When stocks or bonds fall, they are called "risky." When they rise, they are less risky. When is the risk greater, when the price is high or low?

  • Risk and return are not always correlated—they must be assessed separately. Taking greater risk does not always mean you'll get greater return.

  • When investors shun risk, prices fall—the risk becomes less and the potential for profitable investment is greater. The price you pay determines your risk.

  • Only short term government notes enable you to calculate risks before you invest. For all other investments, you have to estimate the probability and amount of loss.

Investors generally take more risk then they need to take and are able to take. 

  • Do not try to get a higher rate of return than is needed to reach your investment goals—if you only need a 6% return and you try to get a 10% return, you run the risk of not achieving the easily achievable.

  • If you invest in small, new or foreign companies, and compare your results with the S&P 500—you are comparing to a lower risk benchmark that can make you feel you are doing better when you are doing worse.

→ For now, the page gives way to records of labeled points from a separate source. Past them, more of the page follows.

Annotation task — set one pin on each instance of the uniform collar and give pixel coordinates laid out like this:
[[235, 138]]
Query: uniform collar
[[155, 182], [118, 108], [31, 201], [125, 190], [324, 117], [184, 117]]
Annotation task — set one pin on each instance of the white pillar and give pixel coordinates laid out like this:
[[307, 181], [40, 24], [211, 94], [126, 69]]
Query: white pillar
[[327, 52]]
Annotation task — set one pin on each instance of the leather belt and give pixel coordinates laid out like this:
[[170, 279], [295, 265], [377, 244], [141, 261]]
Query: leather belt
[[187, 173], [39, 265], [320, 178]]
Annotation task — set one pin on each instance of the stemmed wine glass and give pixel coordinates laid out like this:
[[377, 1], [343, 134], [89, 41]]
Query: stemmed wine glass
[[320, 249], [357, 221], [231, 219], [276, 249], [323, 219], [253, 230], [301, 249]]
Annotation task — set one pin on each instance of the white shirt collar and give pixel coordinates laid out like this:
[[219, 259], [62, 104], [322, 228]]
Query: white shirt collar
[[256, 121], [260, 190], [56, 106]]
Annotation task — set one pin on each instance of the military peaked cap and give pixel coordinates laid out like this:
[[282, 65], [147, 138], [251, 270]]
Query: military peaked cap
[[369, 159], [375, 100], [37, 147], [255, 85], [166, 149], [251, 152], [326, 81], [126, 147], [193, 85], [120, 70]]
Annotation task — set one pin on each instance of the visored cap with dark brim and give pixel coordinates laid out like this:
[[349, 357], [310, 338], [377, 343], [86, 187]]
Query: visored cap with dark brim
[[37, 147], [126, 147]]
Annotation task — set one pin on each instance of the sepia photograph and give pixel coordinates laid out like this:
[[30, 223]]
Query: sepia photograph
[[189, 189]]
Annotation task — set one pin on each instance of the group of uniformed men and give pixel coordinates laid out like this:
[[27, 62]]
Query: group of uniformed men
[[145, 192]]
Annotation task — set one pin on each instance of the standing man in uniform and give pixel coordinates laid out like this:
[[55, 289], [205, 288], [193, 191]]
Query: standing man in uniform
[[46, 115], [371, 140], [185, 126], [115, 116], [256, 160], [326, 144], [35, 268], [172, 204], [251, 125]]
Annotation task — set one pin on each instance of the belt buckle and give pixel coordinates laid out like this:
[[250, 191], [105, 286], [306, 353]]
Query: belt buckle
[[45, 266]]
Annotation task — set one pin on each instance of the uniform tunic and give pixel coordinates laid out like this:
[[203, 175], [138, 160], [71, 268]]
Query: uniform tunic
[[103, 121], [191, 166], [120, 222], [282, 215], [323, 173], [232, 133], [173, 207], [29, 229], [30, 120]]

  • Trusting your advisor to use "superior" abilities results in their taking too much risk on your behalf. 

  • Avoiding risk by keeping money in CD's and bond's provides a sense of progress while eliminating your chance of reaching your investment goals.

  • Reading business news and watching CNBC leads to using information that is meant to entertain rather than provide investor value.

  • Joining chat rooms or getting a stock tip leads to acting on information from a questionable source with questionable motivations.

  • There is no evidence that you can learn from and be like successful investors—what made them successful is usually replicable today and you probably don't have the intelligence and emotions to execute in the same manner.

  • Being fooled by random luck—"even a broken clock is right 2 times a day."

When you know the risks in your investments, you can adjust to improve your returns!